During his life in the Roman Catholic church many projects he worked on met with rejection or failure but, undeterred, he continued into old age, quietly writing, preaching and counselling.
And at the age of 78, in a surprise move and extraordinary act, Pope Leo XIII made the ordinary priest a Cardinal.
John Henry Cardinal Newman died at the Birmingham Oratory on 11 August 1890, from pneumonia.
Cardinal Newman's original burial place
Friends in life and death
He was buried in the cemetery on Rednal Hill, at the Oratory Country House, and shares his grave with his lifelong friend, Ambrose St. John.
Ambrose had also become a Roman Catholic around the same time as John Newman, and the two men have a joint memorial stone, inscribed with the words he had chosen:
"Ex umbris et imaginibus in veritatem", which translates as "Out of shadows and phantasms into the truth".
The body of Cardinal Newman, afetr exhumation, will be placed in a sarcophagus which will stand between the marble columns opposite the Holy Souls Altar in the Oratory Church, Edgbaston.
Sarcophagus of Blessed John Henry Newman
Sarcophagus of Blessed John Henry Newman, 1801-1890, which is to be put in the Oratory Church, Edgbaston (picture courtesy of the Fathers of the Birmingham Oratory).
Fr Chavasse said: "The sarcophagus will be a shade of green, and on it will be an inscription in silver lettering, a reproduction of Cardinal Newman's Coat of Arms, and his motto: 'Ex umbris et imaginibus in veritatem' (From shadows and images into the Truth).
"The sarcophagus will be surrounded by four silver candlesticks and surmounted by a handsome silver lamp."
Fr Chavasse explained: "A number of seats near the sarcophagus will have to be removed in order to allow ease of access.
"The various stages of exhumation, inspection and reburial will be spread over several days and we anticipate that this will take place in the autumn of this year, once all is ready here in the church."
The Holy Souls Altar is the second of the side altars on the left hand side of the Oratory Church looking down the nave from the main entrance at the back.
Fr Chavasse emphasised that: "Part of the established procedure prior to a beatification requires that, if the body of the new Beatus exists, then it must be exhumed, inspected, and transferred to a place of honour befitting the person's new status.
"As a great man of the Church and devoted to the Saints himself, Cardinal Newman would have been the first to insist on obeying a request of the Holy See, and he last to insist that his own personal wishes be regarded as immutable.
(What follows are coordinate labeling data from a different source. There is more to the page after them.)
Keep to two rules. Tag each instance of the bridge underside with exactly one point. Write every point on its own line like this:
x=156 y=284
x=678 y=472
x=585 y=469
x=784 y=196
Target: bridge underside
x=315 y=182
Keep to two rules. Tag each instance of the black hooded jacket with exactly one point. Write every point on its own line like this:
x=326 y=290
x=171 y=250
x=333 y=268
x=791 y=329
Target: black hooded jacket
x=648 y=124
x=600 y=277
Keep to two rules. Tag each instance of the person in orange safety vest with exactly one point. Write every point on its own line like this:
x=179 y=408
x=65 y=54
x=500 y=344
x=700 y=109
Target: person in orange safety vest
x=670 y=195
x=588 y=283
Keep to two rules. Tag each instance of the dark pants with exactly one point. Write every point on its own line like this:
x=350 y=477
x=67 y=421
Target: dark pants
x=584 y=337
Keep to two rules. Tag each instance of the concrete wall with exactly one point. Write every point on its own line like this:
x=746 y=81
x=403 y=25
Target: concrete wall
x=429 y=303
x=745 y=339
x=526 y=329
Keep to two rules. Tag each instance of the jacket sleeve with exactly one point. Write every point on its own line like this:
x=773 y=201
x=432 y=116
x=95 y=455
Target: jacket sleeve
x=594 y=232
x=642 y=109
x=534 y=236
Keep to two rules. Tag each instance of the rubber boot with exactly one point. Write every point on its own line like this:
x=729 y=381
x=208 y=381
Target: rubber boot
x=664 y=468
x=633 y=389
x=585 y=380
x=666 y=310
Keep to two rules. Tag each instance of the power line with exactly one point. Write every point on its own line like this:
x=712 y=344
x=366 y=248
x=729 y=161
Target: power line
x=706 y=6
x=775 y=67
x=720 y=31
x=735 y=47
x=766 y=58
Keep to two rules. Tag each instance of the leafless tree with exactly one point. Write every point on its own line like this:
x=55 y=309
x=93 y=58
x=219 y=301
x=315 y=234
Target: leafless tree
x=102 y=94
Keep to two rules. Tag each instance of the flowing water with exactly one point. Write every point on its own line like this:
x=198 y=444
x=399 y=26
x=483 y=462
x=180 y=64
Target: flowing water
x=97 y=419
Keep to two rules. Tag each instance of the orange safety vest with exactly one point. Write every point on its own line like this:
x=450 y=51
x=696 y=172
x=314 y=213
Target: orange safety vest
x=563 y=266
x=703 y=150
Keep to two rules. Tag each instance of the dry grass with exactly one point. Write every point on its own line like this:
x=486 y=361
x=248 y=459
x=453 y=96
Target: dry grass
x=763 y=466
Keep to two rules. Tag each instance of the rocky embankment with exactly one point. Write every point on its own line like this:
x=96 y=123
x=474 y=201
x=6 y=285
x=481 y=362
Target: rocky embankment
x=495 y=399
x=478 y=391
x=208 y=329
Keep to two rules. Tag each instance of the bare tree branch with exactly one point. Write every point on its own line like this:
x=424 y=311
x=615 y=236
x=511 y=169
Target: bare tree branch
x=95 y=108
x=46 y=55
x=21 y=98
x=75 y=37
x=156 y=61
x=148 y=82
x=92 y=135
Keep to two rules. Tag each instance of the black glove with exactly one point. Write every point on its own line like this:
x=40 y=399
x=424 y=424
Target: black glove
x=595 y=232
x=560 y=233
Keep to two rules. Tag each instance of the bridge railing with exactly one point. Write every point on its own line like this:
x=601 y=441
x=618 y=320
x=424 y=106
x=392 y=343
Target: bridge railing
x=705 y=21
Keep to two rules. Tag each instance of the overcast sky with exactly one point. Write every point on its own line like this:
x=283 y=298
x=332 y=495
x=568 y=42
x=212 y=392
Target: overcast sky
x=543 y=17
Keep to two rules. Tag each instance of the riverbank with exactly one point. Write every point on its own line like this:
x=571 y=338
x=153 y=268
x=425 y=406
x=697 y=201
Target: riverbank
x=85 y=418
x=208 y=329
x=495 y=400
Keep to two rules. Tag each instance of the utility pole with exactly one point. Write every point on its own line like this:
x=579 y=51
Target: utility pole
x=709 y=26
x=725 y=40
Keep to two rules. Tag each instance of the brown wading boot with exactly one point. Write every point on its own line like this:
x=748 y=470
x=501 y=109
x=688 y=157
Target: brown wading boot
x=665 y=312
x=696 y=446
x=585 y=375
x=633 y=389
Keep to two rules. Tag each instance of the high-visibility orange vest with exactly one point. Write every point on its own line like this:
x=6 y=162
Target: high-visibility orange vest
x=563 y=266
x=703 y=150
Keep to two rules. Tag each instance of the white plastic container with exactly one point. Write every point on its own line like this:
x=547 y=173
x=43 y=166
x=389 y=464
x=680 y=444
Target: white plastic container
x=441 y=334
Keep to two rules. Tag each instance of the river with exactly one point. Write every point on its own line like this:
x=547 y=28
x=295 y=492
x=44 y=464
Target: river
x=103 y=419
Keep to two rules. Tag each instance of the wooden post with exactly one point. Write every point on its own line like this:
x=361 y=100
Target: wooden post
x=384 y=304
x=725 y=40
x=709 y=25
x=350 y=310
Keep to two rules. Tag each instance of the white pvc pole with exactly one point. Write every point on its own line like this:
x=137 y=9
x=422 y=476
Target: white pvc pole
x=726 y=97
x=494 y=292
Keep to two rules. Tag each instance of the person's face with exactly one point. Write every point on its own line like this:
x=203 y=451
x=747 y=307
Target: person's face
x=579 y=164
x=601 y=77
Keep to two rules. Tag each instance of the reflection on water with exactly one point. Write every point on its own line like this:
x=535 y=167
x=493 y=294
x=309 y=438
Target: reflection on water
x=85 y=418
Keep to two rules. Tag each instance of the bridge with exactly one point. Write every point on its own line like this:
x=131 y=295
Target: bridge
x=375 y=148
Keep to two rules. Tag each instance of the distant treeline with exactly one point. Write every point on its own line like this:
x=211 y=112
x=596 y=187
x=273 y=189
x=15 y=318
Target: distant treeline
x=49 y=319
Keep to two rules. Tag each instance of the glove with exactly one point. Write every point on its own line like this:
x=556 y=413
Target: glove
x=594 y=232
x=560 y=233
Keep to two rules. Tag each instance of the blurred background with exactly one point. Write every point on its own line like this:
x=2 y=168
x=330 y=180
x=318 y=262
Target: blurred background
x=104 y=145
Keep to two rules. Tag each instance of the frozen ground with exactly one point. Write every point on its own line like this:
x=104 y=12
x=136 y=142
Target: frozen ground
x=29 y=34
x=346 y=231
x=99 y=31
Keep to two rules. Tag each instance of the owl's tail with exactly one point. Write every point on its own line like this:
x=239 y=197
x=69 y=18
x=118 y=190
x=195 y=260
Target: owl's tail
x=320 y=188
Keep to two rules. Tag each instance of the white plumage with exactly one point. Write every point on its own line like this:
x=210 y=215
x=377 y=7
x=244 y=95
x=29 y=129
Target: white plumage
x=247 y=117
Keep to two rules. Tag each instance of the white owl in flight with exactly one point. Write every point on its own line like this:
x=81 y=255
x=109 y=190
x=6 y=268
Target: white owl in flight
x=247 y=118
"Hence it is that his body will not be returned to the grave at Rednal, but brought here into the Oratory Church and placed in a specially constructed sarcophagus."
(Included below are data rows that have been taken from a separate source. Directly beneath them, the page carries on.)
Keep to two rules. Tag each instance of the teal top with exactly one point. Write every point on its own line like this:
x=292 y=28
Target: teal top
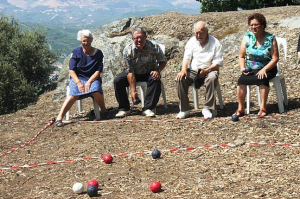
x=258 y=56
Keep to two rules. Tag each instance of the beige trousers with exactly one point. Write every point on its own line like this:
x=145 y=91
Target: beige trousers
x=210 y=83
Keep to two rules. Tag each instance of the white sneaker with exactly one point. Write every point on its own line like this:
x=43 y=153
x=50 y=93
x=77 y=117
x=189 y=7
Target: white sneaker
x=206 y=113
x=123 y=113
x=182 y=114
x=148 y=113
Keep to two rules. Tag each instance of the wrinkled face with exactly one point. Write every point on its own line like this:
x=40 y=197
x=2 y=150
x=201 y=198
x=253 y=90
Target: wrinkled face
x=139 y=40
x=201 y=33
x=255 y=26
x=86 y=41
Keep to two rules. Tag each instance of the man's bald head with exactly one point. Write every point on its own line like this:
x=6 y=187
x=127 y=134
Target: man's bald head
x=201 y=32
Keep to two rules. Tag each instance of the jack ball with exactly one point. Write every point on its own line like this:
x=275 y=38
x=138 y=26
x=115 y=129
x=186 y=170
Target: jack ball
x=235 y=118
x=92 y=191
x=93 y=183
x=156 y=154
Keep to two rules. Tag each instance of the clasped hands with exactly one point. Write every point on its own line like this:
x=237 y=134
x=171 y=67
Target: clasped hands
x=260 y=75
x=83 y=87
x=183 y=74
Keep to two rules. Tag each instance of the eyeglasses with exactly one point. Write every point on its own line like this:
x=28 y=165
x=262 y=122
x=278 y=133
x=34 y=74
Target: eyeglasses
x=87 y=40
x=137 y=38
x=254 y=25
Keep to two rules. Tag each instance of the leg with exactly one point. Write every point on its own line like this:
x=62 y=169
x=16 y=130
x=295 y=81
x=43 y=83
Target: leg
x=120 y=85
x=100 y=101
x=182 y=91
x=241 y=93
x=210 y=83
x=66 y=106
x=152 y=93
x=264 y=91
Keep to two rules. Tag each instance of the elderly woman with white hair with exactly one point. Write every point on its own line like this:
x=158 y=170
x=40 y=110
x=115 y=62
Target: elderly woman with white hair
x=85 y=67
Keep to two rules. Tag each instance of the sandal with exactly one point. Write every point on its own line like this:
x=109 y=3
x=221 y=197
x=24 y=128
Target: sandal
x=239 y=113
x=59 y=123
x=262 y=112
x=136 y=100
x=105 y=116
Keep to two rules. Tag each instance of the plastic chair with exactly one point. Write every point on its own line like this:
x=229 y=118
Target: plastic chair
x=219 y=94
x=79 y=106
x=278 y=82
x=143 y=86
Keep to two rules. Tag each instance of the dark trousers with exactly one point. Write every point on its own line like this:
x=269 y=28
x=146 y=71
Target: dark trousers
x=152 y=93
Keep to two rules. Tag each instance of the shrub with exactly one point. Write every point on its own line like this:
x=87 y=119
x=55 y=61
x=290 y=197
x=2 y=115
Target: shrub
x=25 y=64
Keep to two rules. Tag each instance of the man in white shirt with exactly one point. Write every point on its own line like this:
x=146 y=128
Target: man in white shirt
x=203 y=56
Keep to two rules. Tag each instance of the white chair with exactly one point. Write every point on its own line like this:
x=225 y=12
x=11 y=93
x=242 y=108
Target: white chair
x=278 y=82
x=143 y=86
x=79 y=106
x=219 y=94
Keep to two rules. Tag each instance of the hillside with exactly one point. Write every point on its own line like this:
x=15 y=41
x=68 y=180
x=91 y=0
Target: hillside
x=212 y=170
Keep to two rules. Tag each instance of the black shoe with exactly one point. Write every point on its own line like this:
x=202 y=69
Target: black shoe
x=105 y=116
x=136 y=101
x=59 y=123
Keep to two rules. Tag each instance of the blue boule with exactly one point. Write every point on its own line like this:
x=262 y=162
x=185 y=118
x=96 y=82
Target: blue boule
x=247 y=70
x=156 y=154
x=235 y=118
x=92 y=191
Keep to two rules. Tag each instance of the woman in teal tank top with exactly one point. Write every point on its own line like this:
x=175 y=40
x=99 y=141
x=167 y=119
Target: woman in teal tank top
x=257 y=60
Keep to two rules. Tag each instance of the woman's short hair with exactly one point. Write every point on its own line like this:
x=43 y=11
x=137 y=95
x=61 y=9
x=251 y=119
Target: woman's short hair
x=85 y=33
x=259 y=17
x=139 y=29
x=198 y=23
Fr Chavasse stressed: "It should be noted that, at the specific request of the Congregation for the Causes of Saints, the exhumation will be an entirely private event but that the re-interment in our church will be a public ceremony."
Fr Chavasse continued: "On 24 April, the Board of Doctors attached to the Congregation for the Causes of Saints in Rome, voted unanimously that the cure from a crippling spinal disease of Jack Sullivan, a permanent deacon from Boston, Massachusetts, could not be explained medically.
"On 30 September the Congregation's Board of Theologians, in its first meeting after the summer recess, will vote on the case, indicating by its decision whether or not the inexplicable cure was, beyond all reasonable doubt, the result of the intercession of Cardinal Newman."
Fr Chavasse added: "If the theologians vote in favour, the Cardinals of the Congregation of the Causes of Saints will meet to give their approval.
"Then the matter will be put before Pope Benedict XVI, who alone can issue the decree of beatification, which will probably occur sometime in December.
"It is likely that the actual beatification ceremony would be held in Rome during the spring or early summer of 2009.
"Once Pope Benedict XVI has signed the Decree, our Cardinal will immediately be known as Blessed John Henry Newman."